As one of North America's largest mountain-ringed river basins with an intact, unaltered ecosystem, Noatak National Preserve features some of the Arctic's finest arrays of plants and animals. The Noatak River offers spectacular wilderness float trip opportunities - from deep in the Brooks Range to the tidewater of the Chukchi Sea. The 400-mile river - a Wild and Scenic River - is virtually unchanged by the humans who have lived in the valley for the last 11,000 years.The national preserve lies almost completely enclosed by the Baird and De Long mountains of the Brooks Range. In this transition zone, the northern coniferous forest thins out and gradually gives way to the tundra that stretches northward to the Beaufort Sea. The bulk of this land is designated wilderness.

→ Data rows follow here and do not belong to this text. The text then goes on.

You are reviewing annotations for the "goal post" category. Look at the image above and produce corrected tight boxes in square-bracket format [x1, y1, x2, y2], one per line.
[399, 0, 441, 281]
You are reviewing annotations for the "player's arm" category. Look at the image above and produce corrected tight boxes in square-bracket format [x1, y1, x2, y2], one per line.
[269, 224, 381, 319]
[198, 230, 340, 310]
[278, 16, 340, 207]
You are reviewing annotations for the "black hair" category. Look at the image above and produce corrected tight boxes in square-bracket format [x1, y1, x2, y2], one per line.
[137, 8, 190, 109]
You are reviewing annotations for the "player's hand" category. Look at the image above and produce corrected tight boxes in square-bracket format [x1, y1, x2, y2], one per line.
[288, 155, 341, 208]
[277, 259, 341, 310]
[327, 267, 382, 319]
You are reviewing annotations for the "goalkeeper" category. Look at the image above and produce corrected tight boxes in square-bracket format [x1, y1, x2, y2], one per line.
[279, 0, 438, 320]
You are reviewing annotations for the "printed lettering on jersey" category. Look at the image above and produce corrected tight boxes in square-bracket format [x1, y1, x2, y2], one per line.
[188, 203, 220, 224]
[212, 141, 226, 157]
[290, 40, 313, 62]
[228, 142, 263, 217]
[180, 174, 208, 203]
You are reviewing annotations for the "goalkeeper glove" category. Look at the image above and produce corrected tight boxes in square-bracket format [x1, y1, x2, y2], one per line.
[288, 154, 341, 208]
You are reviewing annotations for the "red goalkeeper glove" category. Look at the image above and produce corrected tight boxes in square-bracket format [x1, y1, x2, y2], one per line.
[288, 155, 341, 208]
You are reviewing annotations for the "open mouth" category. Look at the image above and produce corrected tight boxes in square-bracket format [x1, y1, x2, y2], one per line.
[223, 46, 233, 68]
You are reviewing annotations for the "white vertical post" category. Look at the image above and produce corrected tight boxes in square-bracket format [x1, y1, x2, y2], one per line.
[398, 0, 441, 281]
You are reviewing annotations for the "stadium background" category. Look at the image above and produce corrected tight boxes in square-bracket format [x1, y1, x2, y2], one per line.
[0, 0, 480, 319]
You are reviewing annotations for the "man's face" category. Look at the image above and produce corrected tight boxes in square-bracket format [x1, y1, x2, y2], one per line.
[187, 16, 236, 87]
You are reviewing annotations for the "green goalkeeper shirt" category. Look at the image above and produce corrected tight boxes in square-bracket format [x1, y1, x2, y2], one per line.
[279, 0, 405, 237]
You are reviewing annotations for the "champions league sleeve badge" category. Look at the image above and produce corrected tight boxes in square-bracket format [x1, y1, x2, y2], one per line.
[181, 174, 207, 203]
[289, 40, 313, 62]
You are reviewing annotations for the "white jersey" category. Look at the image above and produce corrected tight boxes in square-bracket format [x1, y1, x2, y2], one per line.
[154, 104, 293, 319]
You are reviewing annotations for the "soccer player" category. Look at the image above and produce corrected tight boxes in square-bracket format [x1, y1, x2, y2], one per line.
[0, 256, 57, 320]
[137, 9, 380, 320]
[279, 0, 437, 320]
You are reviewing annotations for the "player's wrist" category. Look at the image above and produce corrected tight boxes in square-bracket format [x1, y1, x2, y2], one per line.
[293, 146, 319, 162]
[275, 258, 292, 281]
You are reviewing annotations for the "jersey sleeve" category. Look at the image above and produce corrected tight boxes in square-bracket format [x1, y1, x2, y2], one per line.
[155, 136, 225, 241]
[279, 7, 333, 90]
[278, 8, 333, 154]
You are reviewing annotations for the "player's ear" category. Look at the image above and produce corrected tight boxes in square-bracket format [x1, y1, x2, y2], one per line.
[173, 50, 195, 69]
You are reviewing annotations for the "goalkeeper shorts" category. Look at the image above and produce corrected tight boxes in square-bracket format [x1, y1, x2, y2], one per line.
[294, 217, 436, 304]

Far from the hustle and bustle of other Alaskan destinations, the magnificent scenery and untamed nature of this preserve allows you to experience genuine "Wild Alaska" on its own terms. Your possibilities here are vast. Whether relaxing on a weeklong raft trip, photographing wildflowers, thrilling your senses on a scenic flight, camping, or charting your own backcountry trek, the country is ready for those willing and prepared to enter it. Whatever adventure you choose, please remember to leave cultural artifacts and natural features as you find them for others to enjoy.
Access and services here are limited when compared to traditional National Parks you may have visited elsewhere. What the area may lack in services, it more than makes up for in friendly people and an un-crowded wilderness experience.
You'll find no roads, no gift ships, and no parking facilities within the preserve. Trails don't exist; neither do campgrounds. Not even the park headquarters or visitor center are within the preserve. Both facilities are in Kotzebue, Alaska - an airplane ride away.
Noatak's visitor isn't your average tourist. They tend to be skilled backcountry explorers familiar with surviving potential high winds, rain, and snow - and that's in the summer months. Winter visits are recommended only to outdoorspeople experienced in arctic camping and survival techniques. The ranger staff can provide valuable information on conditions and logistics for first time travelers.
Licensed operators offer various services such as air taxi, guided rafting and hunting. Contact any service providers on the list of licensed operators to facilitate your trip. Flight shuttle services are available in Kotzebue and Bettles.